|Vigles, also called Friktories, were watchtowers important to the system of defense of the island from the early 11th up to early 19th century AD. They are cylindrical buildings, except of the Koula’s Vigla in the fortress of Chios that is semi-cylindrical, of 12 to 20 m. high, with a 15m. diameter. If a Viglatoras (watcher) had seen an enemy ship he was notifying other Vigles by lighting up a fire (at night) or by smoke signals (in the day) so that the villagers had the time to prepare their defense. Therefore the were woods in the interior of the Vigla in order the Viglatoras to be able to start signaling at once. In the interior they were filled with rubbles up to 2/3 of their height.|
|Vigles had no gates or any other entering point . The watcher, Viglatoras, had to throw a rope with a cramp in order to enter the Vigla.

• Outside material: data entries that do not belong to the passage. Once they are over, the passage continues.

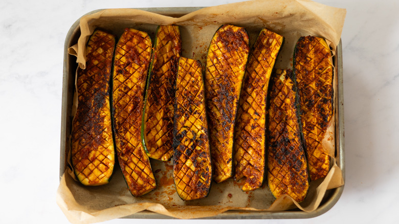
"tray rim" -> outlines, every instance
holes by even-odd
[[[181,16],[189,13],[194,11],[202,9],[205,7],[151,7],[151,8],[137,8],[143,11],[147,11],[164,15],[171,16],[173,15],[181,15]],[[89,12],[81,17],[86,15],[90,15],[99,12],[105,9],[97,9]],[[80,18],[78,19],[71,27],[68,31],[64,43],[64,55],[62,76],[62,93],[61,96],[61,121],[60,132],[60,170],[59,180],[64,173],[66,164],[65,161],[65,142],[68,141],[67,133],[65,126],[66,120],[68,119],[68,65],[71,61],[71,58],[74,56],[68,53],[68,48],[71,47],[71,37],[77,32],[80,32],[79,21]],[[338,129],[339,138],[336,143],[338,144],[338,166],[340,167],[342,173],[342,177],[345,182],[345,156],[344,156],[344,97],[343,97],[343,59],[342,59],[342,40],[340,40],[339,44],[336,49],[336,57],[335,62],[336,63],[335,69],[337,70],[338,76],[337,89],[337,97],[338,102],[335,102],[336,106],[336,119],[338,118],[338,122],[336,124],[338,126],[336,127]],[[337,131],[337,130],[336,130]],[[337,135],[336,135],[337,136]],[[316,209],[315,211],[306,212],[299,209],[294,210],[282,211],[253,211],[242,210],[229,210],[215,216],[205,218],[198,218],[198,219],[295,219],[295,218],[309,218],[321,215],[329,210],[338,201],[343,191],[344,185],[338,188],[331,189],[332,192],[330,194],[330,198]],[[175,218],[156,213],[150,211],[144,210],[137,213],[122,217],[121,218],[139,218],[139,219],[175,219]]]

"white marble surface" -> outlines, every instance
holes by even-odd
[[[69,223],[55,203],[55,194],[59,183],[63,45],[76,19],[101,8],[207,6],[233,2],[238,1],[2,1],[0,223]],[[320,216],[267,221],[397,223],[399,3],[396,0],[317,2],[347,10],[342,35],[345,186],[337,204]],[[186,221],[115,219],[106,223],[133,221]]]

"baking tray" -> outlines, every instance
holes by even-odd
[[[144,11],[172,17],[180,17],[202,7],[172,7],[139,8]],[[84,15],[92,14],[101,9],[93,11]],[[60,151],[60,180],[68,164],[68,151],[70,143],[68,136],[71,133],[72,117],[71,116],[75,72],[77,68],[76,57],[68,54],[68,48],[77,42],[80,30],[78,19],[71,27],[65,40],[64,46],[64,63],[62,78],[62,95],[61,120],[61,144]],[[341,168],[342,177],[345,180],[344,131],[344,97],[342,72],[342,42],[336,49],[336,55],[333,58],[337,74],[336,87],[336,99],[334,101],[336,108],[336,153],[337,165]],[[320,206],[315,211],[306,212],[299,209],[282,211],[227,211],[214,216],[202,219],[290,219],[308,218],[320,215],[335,205],[339,199],[344,189],[344,186],[328,190],[325,193]],[[172,217],[156,213],[149,211],[143,211],[125,216],[125,218],[172,219]]]

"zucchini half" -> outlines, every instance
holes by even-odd
[[[283,41],[282,36],[262,29],[247,64],[234,130],[234,177],[246,177],[243,191],[259,188],[265,176],[268,89]]]
[[[247,31],[230,25],[219,28],[208,50],[205,96],[216,183],[233,176],[234,123],[249,52]]]
[[[291,196],[298,202],[309,189],[305,151],[301,142],[294,83],[291,70],[273,74],[269,108],[268,183],[278,197]]]
[[[327,135],[334,115],[332,54],[324,39],[302,37],[295,47],[294,73],[299,96],[302,133],[312,181],[325,177],[330,160]]]
[[[179,60],[173,129],[173,180],[184,200],[206,197],[212,162],[202,66],[199,61]]]
[[[107,184],[114,171],[109,79],[115,42],[115,36],[95,30],[87,44],[86,69],[78,70],[71,162],[75,174],[84,185]]]
[[[176,59],[182,54],[177,26],[160,26],[147,81],[142,139],[148,156],[166,161],[173,155],[173,104]]]
[[[147,33],[125,29],[115,51],[113,79],[115,143],[123,176],[130,193],[137,197],[157,187],[141,136],[151,39]]]

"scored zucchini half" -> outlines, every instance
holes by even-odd
[[[184,200],[206,197],[212,162],[201,62],[179,60],[173,129],[173,180]]]
[[[115,36],[95,30],[87,44],[86,69],[78,70],[71,162],[75,174],[84,185],[107,184],[114,171],[109,79],[115,42]]]
[[[241,91],[234,133],[234,177],[246,177],[243,191],[262,186],[264,172],[269,83],[284,37],[266,29],[250,54]]]
[[[151,47],[147,33],[125,29],[117,44],[114,61],[113,111],[117,153],[129,190],[136,197],[157,187],[141,142],[145,82]]]
[[[268,183],[276,198],[287,194],[301,202],[309,189],[309,175],[291,75],[291,70],[278,70],[272,78],[268,113]]]
[[[324,39],[305,36],[297,42],[294,73],[299,95],[302,132],[311,180],[325,177],[330,169],[328,134],[334,115],[332,54]]]
[[[157,30],[143,117],[144,149],[151,158],[166,161],[173,155],[173,120],[176,58],[182,54],[177,26]]]
[[[233,176],[234,123],[249,51],[247,31],[230,25],[219,28],[208,51],[205,96],[216,183]]]

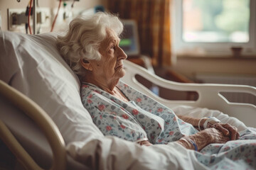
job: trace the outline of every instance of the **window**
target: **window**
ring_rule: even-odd
[[[180,55],[256,55],[256,1],[175,0],[174,50]]]

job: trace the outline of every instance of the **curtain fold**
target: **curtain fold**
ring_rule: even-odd
[[[107,0],[107,9],[138,25],[141,53],[156,67],[171,64],[171,4],[172,0]]]

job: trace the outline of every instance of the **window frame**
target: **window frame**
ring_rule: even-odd
[[[174,0],[172,6],[172,35],[174,53],[178,56],[232,57],[231,47],[242,47],[242,57],[256,57],[256,1],[250,1],[249,42],[186,42],[182,38],[183,0]]]

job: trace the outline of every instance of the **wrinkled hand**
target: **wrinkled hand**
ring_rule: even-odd
[[[143,141],[139,142],[137,143],[139,144],[140,145],[145,145],[146,147],[152,145],[152,144],[150,143],[148,140],[143,140]]]
[[[239,133],[238,128],[228,123],[216,123],[213,125],[208,123],[208,128],[214,128],[220,130],[225,136],[230,137],[230,140],[238,140]]]
[[[194,135],[185,137],[183,138],[189,137],[197,145],[198,150],[201,151],[203,147],[212,143],[225,143],[230,140],[228,136],[225,136],[222,132],[215,128],[207,128],[198,132]],[[189,142],[185,142],[180,140],[177,141],[187,149],[194,149],[193,144]]]
[[[224,135],[222,132],[215,128],[208,128],[197,133],[204,137],[208,144],[210,143],[225,143],[230,140],[228,136]]]

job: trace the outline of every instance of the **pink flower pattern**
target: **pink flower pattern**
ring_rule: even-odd
[[[152,144],[168,144],[198,132],[176,117],[171,110],[150,97],[122,81],[117,86],[131,101],[129,104],[93,85],[81,86],[82,103],[105,135],[114,135],[132,142],[148,138]],[[164,123],[159,121],[159,119],[162,119]],[[234,164],[223,163],[223,158],[228,157],[234,162],[242,159],[256,169],[255,140],[256,130],[245,130],[240,132],[240,140],[235,142],[209,144],[201,152],[194,154],[198,162],[206,166],[218,164],[216,167],[220,169],[233,167]],[[209,157],[212,154],[215,156]],[[215,166],[210,167],[214,169]]]

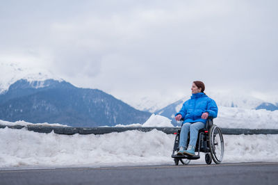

By having no doors, and therefore a point that if violated could allow to the enemies, usually pirates to enter and kill the men in the Vigla the lightly armed Viglatores could successfully rebut any attack. |
There were about 50 Vigles on Chios island. They were fully covered the bays that an enemy ship could approach the island as well as the open sea. from the top of each Vigla the Viglatoras could clearly see the next two Vigles, one of each side. The Vigles at the northern part of the island are almost destroyed, but they are very well preserved at the south and especially at the Southwest part of the island.